Kleine Zeitung vom 3.Oktober 2009

Kein Anreiz, das Parkhaus zu benutzen

"Kein Anreiz, das Parkhaus zu benützen"

Der Mürzzuschlager Gemeinderat senkt die Parkgebühren - und es gelten nun gleiche Tarife im Parkhaus und in den Kurzparkzonen.

Mit 1. November werden in Mürzzuschlag einheitliche Parkgebühren verlangt: Statt einem Euro pro Stunde zahlt man künftig 60 Cent, also 30 Cent pro angefangener halber Stunde. Die maximale Parkdauer beträgt im Parkhaus und in den Zonen zwei Stunden, und die Gebühr gilt montags bis freitags von 8 bis 18 Uhr, samstags von 8 bis 12 Uhr.

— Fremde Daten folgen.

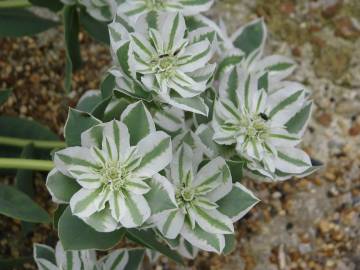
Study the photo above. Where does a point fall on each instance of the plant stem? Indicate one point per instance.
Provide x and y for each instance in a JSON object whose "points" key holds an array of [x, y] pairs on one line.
{"points": [[26, 164], [42, 144], [14, 3]]}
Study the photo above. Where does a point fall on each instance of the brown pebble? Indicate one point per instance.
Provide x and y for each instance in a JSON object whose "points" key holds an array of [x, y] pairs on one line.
{"points": [[354, 130]]}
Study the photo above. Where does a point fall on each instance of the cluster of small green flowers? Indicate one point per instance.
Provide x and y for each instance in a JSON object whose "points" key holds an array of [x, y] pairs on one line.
{"points": [[190, 108]]}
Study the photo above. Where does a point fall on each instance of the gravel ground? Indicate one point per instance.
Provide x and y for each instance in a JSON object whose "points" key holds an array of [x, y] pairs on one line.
{"points": [[310, 223]]}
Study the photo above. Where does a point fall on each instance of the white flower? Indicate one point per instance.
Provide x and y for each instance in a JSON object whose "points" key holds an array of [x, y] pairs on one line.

Die einheitliche Regelung beseitigt den Gebühren-Wirrwarr und soll den Autofahrern entgegen kommen. Im Gemeinderat gab es jedoch viel Kritik daran, allerdings aus unterschiedlichsten Gründen. FPÖ, Grüne und "Pro MZ" vermissen einen Anreiz für Autofahrer, das Parkhaus zu benützen. Arnd Meißl (FPÖ) hatte im März einen Antrag auf Senkung der Parkgebühren eingebracht und zeigte sich "froh, dass mein Antrag eine Reaktion ausgelöst hat". Jedoch wünscht er sich eine Gratisstunde im Parkhaus, "oder wenigstens eine halbe", meinte er.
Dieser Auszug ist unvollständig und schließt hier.